Running DADA2 on IBEX is a little bit more tricky than running, for example, Apscale, as you need to install DADA2 in your local R directory and need to setup an R script that you then upload to IBEX and run via SBATCH. First, load the R module, then generate a directory in which installed R packages are saved, and open R:

```
module load R
mkdir -p $R_LIBS
R
```

In R, type the following line by line to install dada2 and some other required packages:

```
install.packages("BiocManager") # Select mirror "1"
BiocManager::install("dada2")
BiocManager::install("phyloseq")
```

Locate the R file "dada2_master_script.R" in the kaust_bioinfo_workshop GitHub directory, open it with R Studio, and adjust the initial variables as required, which means you need to specify the path on IBEX to your sequences etc. Note: the script requires reads that were already primer-trimmed with the tool "cutadapt", so you have to run cutadapt before running the dada2 script. This means you need to install cutadapt in a mamba environment and use it to trim the primers of your raw sequences like shown in [this](https://cutadapt.readthedocs.io/en/stable/guide.html) user guide.
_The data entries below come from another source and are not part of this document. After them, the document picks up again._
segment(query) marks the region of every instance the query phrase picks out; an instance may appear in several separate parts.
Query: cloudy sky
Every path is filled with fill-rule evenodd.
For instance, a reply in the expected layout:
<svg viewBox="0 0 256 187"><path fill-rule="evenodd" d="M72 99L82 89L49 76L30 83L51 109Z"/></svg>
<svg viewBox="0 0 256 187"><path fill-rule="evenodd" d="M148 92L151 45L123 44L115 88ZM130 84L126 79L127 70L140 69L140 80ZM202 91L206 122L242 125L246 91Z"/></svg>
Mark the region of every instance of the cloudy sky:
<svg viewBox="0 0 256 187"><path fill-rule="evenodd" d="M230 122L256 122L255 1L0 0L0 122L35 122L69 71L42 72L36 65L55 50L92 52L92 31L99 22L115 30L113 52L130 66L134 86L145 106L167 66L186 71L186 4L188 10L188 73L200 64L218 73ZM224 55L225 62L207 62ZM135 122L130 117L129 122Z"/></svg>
Then, upload the modified dada2_master_script.R script to IBEX. In the same folder, upload the SLURM script "dada2_sbatch.sh". Finally, on IBEX, submit the SLURM script via `sbatch dada2_sbatch.sh`. IMPORTANT: The R and SLURM script have to be in the same location and all your variables specified in the R script need to be correct, otherwise it won't work.